The best solution is always reach to graphic design professionals for advice. Nowadays there are many conferences, meet ups or just websites (like Behance) which allow you to do so. Talking to people like that will give you a better understanding of the requirements on the desired graphic design position as well as can point you in to a right direction. Some may ask, what if i tried it and no one got back to me because they are busy. Well… I didn’t say it’s easy but in my opinion if you really want something you should try multiply times or send the same request to a few designers of your kind or go to a conference and just talk the guy. Trust me, there’s always a way unless you really want it.

  • What can students applying to graphic design schools do to increase their chances of being accepted?

I’m probably not the best person to answer this question since I didn’t get any design education myself. But as a mentor-teacher I would expect to see potential from the applicant. It could be achieved by showing the examples of a different experiments your portfolio which clearly state, that you are thinking, you are willing to learn and to make progress. So many times people with less talent and bigger willingness to learn, are far more better than talented people who don’t want to move forward. Constantly making same things wont make your work better for sure. Be honest, be yourself.

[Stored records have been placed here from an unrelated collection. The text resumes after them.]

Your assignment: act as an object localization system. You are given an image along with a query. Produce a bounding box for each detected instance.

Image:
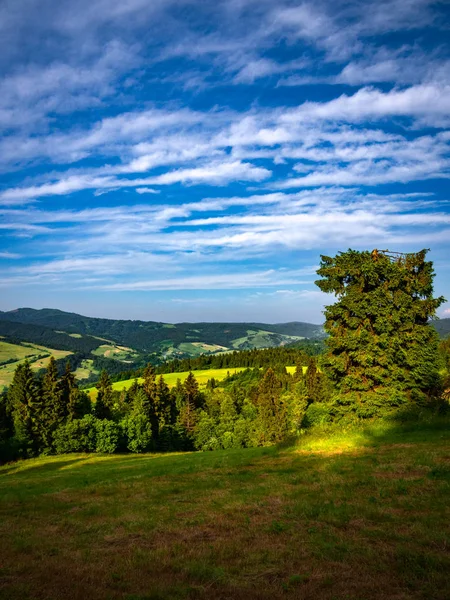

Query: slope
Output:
[0,426,450,600]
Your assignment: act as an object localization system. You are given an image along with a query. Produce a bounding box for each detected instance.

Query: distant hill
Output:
[0,308,324,355]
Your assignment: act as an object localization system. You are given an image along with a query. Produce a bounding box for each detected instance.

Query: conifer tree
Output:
[142,364,160,439]
[40,356,66,450]
[178,372,202,439]
[256,368,287,445]
[316,250,444,416]
[94,370,113,419]
[8,360,41,456]
[60,362,91,420]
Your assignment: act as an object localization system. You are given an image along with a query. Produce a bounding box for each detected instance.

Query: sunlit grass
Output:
[0,423,450,600]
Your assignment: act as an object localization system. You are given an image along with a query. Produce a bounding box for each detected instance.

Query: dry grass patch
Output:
[0,424,450,600]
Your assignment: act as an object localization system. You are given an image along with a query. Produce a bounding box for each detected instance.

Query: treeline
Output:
[100,341,323,387]
[0,320,103,355]
[0,358,330,462]
[157,342,322,373]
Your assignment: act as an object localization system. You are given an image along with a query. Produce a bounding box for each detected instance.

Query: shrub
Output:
[302,402,333,427]
[54,415,97,454]
[121,414,153,452]
[95,419,121,454]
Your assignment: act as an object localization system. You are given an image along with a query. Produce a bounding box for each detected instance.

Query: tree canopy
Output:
[316,250,445,416]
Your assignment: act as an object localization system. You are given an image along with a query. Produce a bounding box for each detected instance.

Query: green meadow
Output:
[0,339,72,392]
[0,424,450,600]
[86,367,295,399]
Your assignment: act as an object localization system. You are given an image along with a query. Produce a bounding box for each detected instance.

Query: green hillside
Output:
[0,425,450,600]
[0,338,70,392]
[86,366,295,399]
[0,308,324,352]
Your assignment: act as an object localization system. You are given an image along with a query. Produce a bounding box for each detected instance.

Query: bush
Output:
[54,415,97,454]
[121,414,153,452]
[95,419,121,454]
[302,402,333,427]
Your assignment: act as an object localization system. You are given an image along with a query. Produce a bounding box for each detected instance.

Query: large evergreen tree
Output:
[316,250,444,416]
[94,371,114,419]
[60,362,91,420]
[8,360,41,456]
[36,356,66,451]
[255,368,288,445]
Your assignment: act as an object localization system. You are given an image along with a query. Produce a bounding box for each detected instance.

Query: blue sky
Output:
[0,0,450,323]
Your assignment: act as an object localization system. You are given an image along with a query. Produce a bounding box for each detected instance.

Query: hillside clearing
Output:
[86,367,295,399]
[0,429,450,600]
[0,340,72,392]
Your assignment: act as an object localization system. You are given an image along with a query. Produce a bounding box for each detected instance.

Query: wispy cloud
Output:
[0,0,450,321]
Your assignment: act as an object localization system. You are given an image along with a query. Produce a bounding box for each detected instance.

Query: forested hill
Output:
[0,308,324,355]
[433,319,450,338]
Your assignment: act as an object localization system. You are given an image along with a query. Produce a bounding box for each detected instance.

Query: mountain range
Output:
[0,308,450,387]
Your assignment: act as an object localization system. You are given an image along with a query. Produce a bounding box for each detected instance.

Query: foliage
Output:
[95,419,121,454]
[54,415,97,454]
[316,250,444,418]
[120,413,153,452]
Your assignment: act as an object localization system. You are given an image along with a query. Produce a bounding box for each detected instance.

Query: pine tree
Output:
[176,372,202,443]
[316,250,444,416]
[256,368,288,445]
[60,362,91,420]
[8,360,41,456]
[40,356,66,451]
[94,370,113,419]
[142,364,160,440]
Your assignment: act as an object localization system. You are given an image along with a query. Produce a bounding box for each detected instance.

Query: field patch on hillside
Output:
[86,367,245,399]
[0,429,450,600]
[0,339,72,392]
[91,344,138,363]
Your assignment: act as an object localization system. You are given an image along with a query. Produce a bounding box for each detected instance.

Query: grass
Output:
[0,425,450,600]
[86,367,298,400]
[86,367,245,399]
[91,344,138,362]
[75,358,100,383]
[0,340,72,392]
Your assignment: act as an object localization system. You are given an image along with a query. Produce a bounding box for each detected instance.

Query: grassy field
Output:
[0,426,450,600]
[0,339,72,392]
[86,367,295,399]
[91,344,138,362]
[86,367,250,398]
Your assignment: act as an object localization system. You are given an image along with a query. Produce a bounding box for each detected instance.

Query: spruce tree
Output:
[60,362,91,420]
[8,360,41,456]
[94,370,113,419]
[316,250,444,416]
[37,356,66,451]
[256,368,288,445]
[142,364,160,440]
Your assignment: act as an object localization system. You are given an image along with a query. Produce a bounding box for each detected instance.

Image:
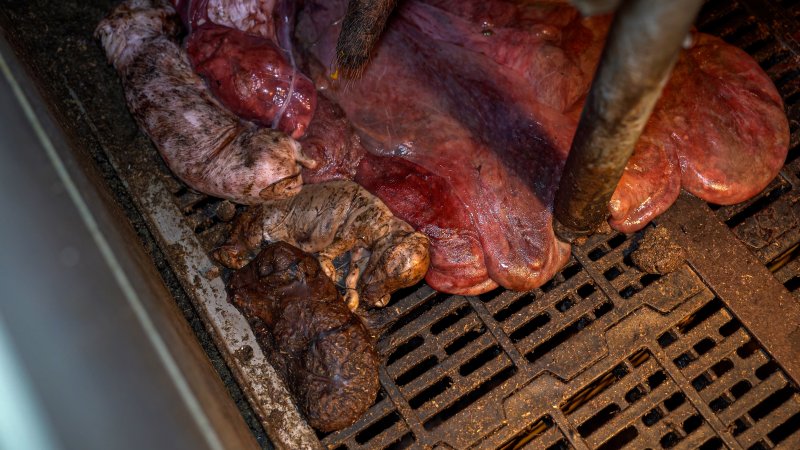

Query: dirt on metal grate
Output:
[0,0,800,449]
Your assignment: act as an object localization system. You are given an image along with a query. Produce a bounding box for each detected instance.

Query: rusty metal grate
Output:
[0,0,800,450]
[698,0,800,298]
[320,225,800,449]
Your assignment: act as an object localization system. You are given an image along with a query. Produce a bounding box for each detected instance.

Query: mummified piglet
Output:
[215,180,430,310]
[228,242,380,432]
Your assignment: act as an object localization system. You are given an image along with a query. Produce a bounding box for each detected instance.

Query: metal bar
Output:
[336,0,398,78]
[554,0,703,241]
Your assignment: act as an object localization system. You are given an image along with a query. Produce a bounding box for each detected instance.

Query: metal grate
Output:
[0,0,800,450]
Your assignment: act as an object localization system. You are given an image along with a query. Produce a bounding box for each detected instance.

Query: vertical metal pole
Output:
[336,0,398,78]
[554,0,703,241]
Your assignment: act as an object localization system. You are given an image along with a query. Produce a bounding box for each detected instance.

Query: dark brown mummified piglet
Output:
[228,242,380,432]
[95,0,315,204]
[215,180,430,310]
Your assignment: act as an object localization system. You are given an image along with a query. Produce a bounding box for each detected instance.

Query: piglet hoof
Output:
[317,256,336,281]
[344,289,358,312]
[375,294,392,308]
[211,245,249,269]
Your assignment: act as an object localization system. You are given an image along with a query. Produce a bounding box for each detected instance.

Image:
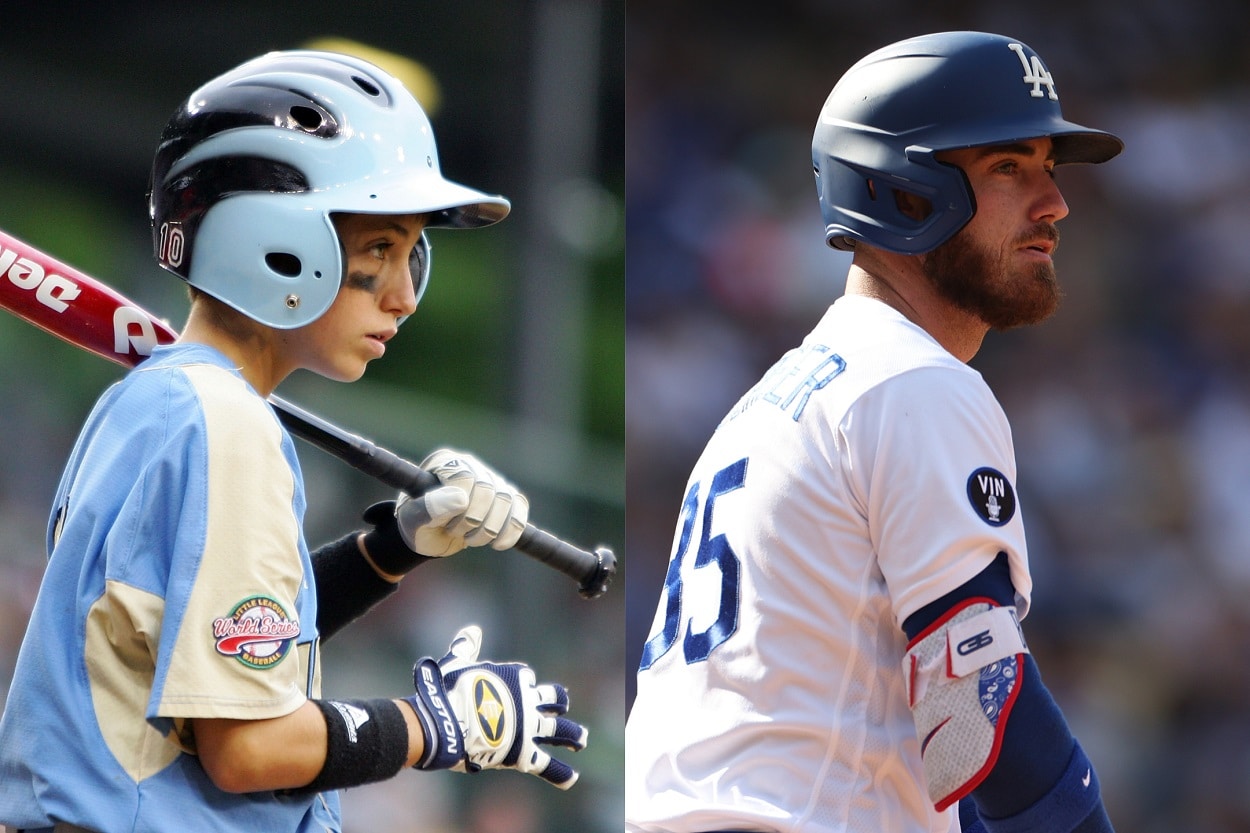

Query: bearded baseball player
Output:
[0,50,586,833]
[625,33,1123,833]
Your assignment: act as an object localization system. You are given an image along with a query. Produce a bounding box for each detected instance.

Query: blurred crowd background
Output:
[626,0,1250,833]
[0,0,625,833]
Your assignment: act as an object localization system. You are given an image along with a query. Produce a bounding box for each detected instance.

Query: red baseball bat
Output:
[0,231,616,599]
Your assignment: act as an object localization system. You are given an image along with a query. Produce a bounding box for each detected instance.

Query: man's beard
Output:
[921,224,1063,330]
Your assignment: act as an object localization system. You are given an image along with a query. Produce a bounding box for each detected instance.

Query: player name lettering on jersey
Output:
[725,343,846,422]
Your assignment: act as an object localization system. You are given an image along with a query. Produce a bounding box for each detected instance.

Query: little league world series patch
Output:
[213,595,300,668]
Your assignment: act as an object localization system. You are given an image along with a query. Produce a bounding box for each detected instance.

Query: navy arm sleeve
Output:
[903,553,1113,833]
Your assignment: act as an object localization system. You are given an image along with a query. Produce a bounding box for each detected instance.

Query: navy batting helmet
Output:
[149,50,510,329]
[811,31,1124,254]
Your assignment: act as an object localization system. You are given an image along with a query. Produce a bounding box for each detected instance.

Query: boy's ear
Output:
[894,188,934,221]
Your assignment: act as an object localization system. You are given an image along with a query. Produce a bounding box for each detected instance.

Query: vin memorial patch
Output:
[968,468,1015,527]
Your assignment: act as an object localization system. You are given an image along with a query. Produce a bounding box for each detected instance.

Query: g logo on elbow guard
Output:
[955,630,994,657]
[473,677,509,748]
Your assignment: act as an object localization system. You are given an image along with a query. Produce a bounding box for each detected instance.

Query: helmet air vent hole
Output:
[351,75,383,98]
[265,251,303,278]
[291,104,323,133]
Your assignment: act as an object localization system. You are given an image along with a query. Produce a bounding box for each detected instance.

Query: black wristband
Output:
[361,500,435,575]
[299,699,408,793]
[313,532,399,643]
[404,657,468,769]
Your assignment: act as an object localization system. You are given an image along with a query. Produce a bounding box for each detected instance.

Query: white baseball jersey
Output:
[625,296,1031,833]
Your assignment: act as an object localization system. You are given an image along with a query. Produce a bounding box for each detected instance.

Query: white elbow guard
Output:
[903,599,1029,812]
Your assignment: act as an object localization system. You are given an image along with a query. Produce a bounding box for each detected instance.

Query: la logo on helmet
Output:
[1008,44,1059,101]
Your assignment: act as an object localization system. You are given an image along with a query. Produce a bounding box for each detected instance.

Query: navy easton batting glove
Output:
[408,625,588,789]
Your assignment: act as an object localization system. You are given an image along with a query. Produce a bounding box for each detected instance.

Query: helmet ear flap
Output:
[188,193,345,329]
[814,148,976,254]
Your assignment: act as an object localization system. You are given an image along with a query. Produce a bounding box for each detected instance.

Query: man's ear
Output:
[894,188,934,221]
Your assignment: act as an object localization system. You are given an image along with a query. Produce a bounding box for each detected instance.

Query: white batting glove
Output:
[408,625,588,789]
[395,449,530,558]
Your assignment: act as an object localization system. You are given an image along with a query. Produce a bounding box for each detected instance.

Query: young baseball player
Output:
[0,51,586,833]
[626,33,1123,833]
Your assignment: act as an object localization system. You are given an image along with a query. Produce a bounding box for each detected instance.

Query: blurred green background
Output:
[0,0,625,833]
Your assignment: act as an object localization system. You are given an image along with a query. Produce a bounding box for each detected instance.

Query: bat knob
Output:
[578,547,616,599]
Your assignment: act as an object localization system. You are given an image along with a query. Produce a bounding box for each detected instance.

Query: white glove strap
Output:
[903,600,1029,810]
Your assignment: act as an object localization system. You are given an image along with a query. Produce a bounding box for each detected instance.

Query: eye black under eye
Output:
[343,271,378,293]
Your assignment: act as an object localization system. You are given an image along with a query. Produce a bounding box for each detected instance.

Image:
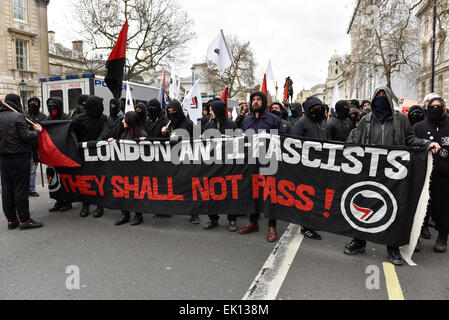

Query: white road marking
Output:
[242,224,304,300]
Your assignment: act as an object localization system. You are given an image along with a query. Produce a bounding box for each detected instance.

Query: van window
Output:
[69,89,83,111]
[50,90,64,103]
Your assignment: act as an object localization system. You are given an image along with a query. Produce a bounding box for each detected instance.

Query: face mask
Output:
[373,97,392,121]
[428,105,444,123]
[310,108,326,123]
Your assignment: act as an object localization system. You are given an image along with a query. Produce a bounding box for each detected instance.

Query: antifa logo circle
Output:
[47,167,61,193]
[341,181,398,233]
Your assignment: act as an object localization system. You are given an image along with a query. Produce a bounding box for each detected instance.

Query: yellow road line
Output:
[383,262,404,300]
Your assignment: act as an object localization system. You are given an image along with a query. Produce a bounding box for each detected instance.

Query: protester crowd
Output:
[0,87,449,265]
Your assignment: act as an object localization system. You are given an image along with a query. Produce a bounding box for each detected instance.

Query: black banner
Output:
[48,134,430,245]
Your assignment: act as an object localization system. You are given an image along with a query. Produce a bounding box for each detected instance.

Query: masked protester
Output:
[0,94,43,230]
[326,100,353,142]
[47,97,72,212]
[72,96,109,218]
[292,97,327,240]
[203,98,237,232]
[136,102,147,129]
[344,87,441,266]
[69,94,89,120]
[108,111,149,226]
[239,91,285,242]
[25,97,47,197]
[413,97,449,253]
[270,102,293,134]
[145,99,169,139]
[161,99,197,224]
[289,103,302,127]
[47,97,72,121]
[408,105,425,127]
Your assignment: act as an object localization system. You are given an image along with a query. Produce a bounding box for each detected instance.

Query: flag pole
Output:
[220,30,245,99]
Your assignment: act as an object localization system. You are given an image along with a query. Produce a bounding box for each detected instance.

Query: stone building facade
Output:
[0,0,50,100]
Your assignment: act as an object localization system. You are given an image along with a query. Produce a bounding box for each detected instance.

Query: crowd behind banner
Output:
[0,87,449,265]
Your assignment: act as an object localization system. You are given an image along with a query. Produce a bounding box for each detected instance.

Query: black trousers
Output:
[0,153,31,222]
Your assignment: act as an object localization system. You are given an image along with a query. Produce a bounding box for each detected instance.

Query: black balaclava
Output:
[109,99,120,118]
[427,97,445,124]
[371,97,393,123]
[28,97,41,117]
[408,105,425,127]
[147,99,162,122]
[335,100,349,119]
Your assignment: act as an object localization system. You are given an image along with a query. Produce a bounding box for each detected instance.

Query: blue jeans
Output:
[30,157,37,192]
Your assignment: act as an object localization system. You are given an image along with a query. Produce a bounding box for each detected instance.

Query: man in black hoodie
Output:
[203,98,237,232]
[162,99,197,224]
[47,97,72,212]
[72,96,108,218]
[413,97,449,253]
[0,94,43,230]
[25,97,47,197]
[292,97,327,240]
[326,100,353,142]
[145,99,169,139]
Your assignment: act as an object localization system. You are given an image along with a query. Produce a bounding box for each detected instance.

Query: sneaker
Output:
[433,234,447,253]
[8,220,19,230]
[190,216,201,224]
[19,219,44,230]
[301,228,322,240]
[203,220,218,230]
[228,221,238,232]
[387,247,404,266]
[421,226,432,240]
[343,239,366,256]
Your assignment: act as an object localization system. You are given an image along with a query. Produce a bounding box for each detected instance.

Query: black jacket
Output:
[72,96,108,142]
[292,97,327,140]
[145,109,169,139]
[0,101,39,156]
[204,101,237,134]
[47,97,72,121]
[413,115,449,178]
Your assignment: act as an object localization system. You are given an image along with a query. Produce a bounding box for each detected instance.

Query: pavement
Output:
[0,175,449,301]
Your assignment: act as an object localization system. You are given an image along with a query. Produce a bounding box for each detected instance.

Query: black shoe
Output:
[343,239,366,256]
[301,228,322,240]
[153,214,173,219]
[203,220,218,230]
[433,234,447,253]
[79,204,89,218]
[131,213,143,226]
[190,216,201,224]
[48,201,62,212]
[421,226,432,240]
[8,220,19,230]
[19,219,44,230]
[387,247,404,266]
[94,207,104,219]
[228,221,238,232]
[115,212,130,226]
[59,202,73,212]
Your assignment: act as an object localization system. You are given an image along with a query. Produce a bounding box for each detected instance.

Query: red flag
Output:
[282,78,288,102]
[220,87,228,117]
[104,21,128,101]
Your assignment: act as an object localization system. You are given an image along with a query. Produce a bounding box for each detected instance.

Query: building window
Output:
[16,39,28,70]
[14,0,27,21]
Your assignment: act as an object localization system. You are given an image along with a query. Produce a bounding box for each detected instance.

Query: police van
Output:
[40,73,159,115]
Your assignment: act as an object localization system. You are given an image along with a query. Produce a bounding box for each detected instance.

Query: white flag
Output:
[125,82,136,114]
[265,59,274,82]
[184,80,203,123]
[206,30,234,72]
[331,80,340,110]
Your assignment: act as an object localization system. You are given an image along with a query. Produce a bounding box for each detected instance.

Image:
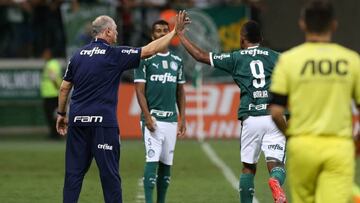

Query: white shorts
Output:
[240,115,286,164]
[140,121,177,165]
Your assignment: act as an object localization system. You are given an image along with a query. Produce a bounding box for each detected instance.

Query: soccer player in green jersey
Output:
[270,0,360,203]
[134,20,186,203]
[177,15,286,203]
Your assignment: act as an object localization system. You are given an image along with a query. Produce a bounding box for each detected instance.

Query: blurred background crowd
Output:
[0,0,252,58]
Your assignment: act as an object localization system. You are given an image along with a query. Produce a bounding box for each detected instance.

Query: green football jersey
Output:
[134,52,185,122]
[210,46,279,120]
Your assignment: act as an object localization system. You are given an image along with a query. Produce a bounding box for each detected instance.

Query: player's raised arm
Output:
[141,11,186,59]
[175,13,210,65]
[135,82,155,132]
[56,80,73,136]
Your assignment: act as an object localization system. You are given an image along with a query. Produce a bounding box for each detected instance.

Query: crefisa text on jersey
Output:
[240,49,269,56]
[80,47,106,57]
[74,116,103,123]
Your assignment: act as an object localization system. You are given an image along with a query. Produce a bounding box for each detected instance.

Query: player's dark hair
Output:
[301,0,335,33]
[151,20,169,33]
[241,20,262,43]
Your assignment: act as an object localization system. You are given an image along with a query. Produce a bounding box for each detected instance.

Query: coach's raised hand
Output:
[174,10,191,34]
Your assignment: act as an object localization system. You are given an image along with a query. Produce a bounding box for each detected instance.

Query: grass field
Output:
[0,139,360,203]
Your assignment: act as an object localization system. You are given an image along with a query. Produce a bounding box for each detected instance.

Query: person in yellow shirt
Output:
[270,0,360,203]
[40,49,62,139]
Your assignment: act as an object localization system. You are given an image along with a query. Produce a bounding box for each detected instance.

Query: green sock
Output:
[239,173,255,203]
[270,167,286,185]
[156,162,171,203]
[144,162,158,203]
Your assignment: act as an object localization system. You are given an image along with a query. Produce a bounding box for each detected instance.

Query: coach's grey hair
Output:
[91,15,115,37]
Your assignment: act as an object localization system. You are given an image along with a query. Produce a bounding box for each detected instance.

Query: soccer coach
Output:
[56,11,185,203]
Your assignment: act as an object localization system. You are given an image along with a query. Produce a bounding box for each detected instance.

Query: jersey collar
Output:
[156,51,170,56]
[93,38,109,45]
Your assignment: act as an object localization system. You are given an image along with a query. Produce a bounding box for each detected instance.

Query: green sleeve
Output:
[177,62,186,84]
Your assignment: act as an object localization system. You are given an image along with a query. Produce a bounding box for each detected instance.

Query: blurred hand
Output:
[177,121,186,138]
[56,115,68,136]
[145,116,156,132]
[175,10,191,34]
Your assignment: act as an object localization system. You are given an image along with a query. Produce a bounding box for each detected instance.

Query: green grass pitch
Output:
[0,139,360,203]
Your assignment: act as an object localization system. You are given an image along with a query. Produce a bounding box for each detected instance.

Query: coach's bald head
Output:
[91,15,118,44]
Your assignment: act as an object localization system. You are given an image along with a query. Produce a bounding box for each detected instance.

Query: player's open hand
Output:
[56,115,68,136]
[175,10,191,34]
[177,121,186,137]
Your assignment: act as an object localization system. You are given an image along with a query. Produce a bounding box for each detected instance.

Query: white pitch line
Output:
[136,178,145,203]
[200,142,259,203]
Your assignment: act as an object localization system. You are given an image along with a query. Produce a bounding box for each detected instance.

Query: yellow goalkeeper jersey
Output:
[270,42,360,136]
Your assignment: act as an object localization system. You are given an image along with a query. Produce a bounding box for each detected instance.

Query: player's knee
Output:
[242,162,256,174]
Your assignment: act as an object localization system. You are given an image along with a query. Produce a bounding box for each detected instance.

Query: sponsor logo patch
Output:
[80,47,106,57]
[147,149,155,158]
[98,143,112,151]
[170,61,178,71]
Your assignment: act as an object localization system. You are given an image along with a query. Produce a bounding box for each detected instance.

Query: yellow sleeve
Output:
[270,56,289,95]
[354,55,360,106]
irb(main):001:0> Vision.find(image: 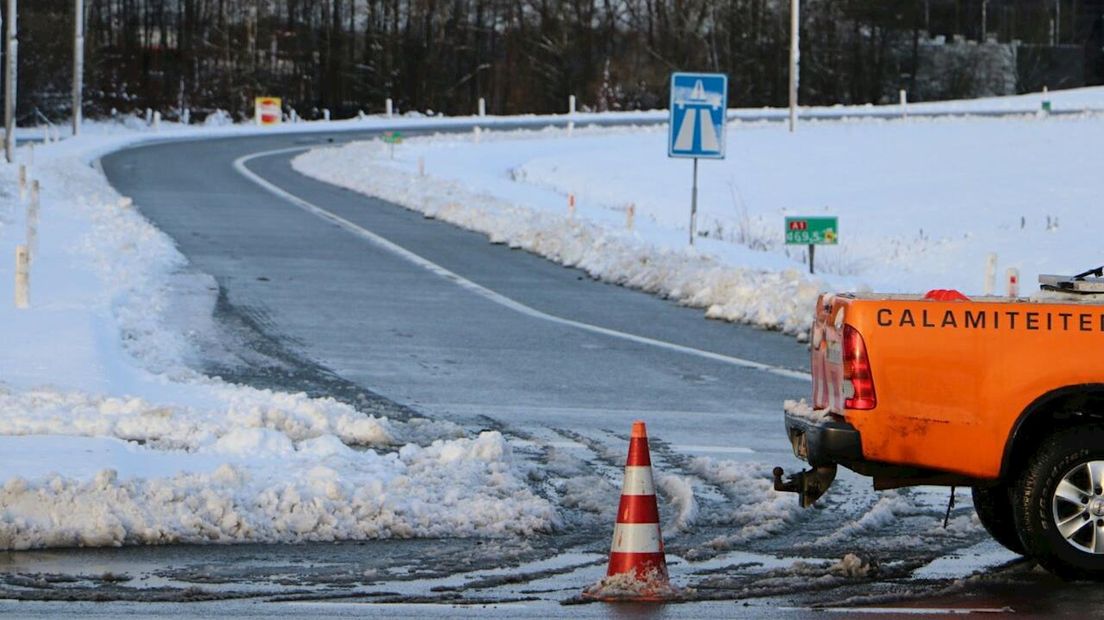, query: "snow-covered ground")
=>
[295,88,1104,334]
[0,119,559,549]
[0,85,1102,549]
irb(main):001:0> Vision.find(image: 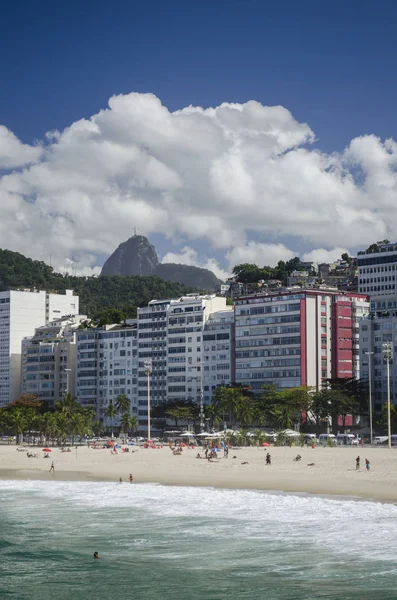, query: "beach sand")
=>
[0,446,397,502]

  • What other advice can you give to prospective students thinking about an education and career in graphic design?

Working in the design industry requires skills, that’s a fact. The more specified they are the better. But no matter how good your skills and portfolio are, you need to keep your expectations realistic, be open for team cooperation, be nice to other people and work hard. During my career I have met so many incredibly talented people. Part of them didn’t make it because of their attitude and inability of working as a part of the team, the other part lost their way because they desired money way too much at the beginning of their journey that the potential employers didn’t treat them seriously.

  •  What exactly do you do? What are your key responsibilities?

My work title says that I am an Executive Creative Director & Founding Partner which in principle means I’m involved in all creative processes in the company, help our team to grow both as designers, illustrators but also as a people. I try to share everything that I know with the team and help to create constantly better work. Beside creative part together with company’s top management I’m responsible for strategic planing, co-managing the firm and keeping things in order. In general: I do everything everywhere I’m needed to make life easier of our team and to constantly rise the quality of product we deliver for our Clients.

  • What are the tools of the trade that you use the most?

Back in the days Photoshop was my go-to tool in any way. I spent 80% of my day playing only with this. Now… it’s far more different. I still use Photoshop for some of my daily tasks but mostly as a help to prepare a presentation or give feedback. My regular tools of trade are far more boring: Keynote and  Thunderbird.


  •  What are the most challenging aspects of your job?

As in every job, I would say that one of the most challenging aspects is working with other people. People are not robots, they think and they make mistakes. Sometimes, even the best prepared working plan just can’t predict human behavior. I would say that working late hours which may affect your private life is the second aspect. Wise man once said to me: “It’s not hard to be the richest man on a graveyard but to maintain balance between work and a private life”. After 10 years in the industry I can totally agree with that.

  • What are the hottest specialties within the graphic design field over the next decade?

I’m not a good fortune teller. But if I had to guess, I would still invest my money in digital designers. The era of digital + mobile is still spreading and I believe it will continue to do so. These are the specializations that would require creating work on many different platforms including: smart watches, mobile phones, desktops, digital glasses and many more.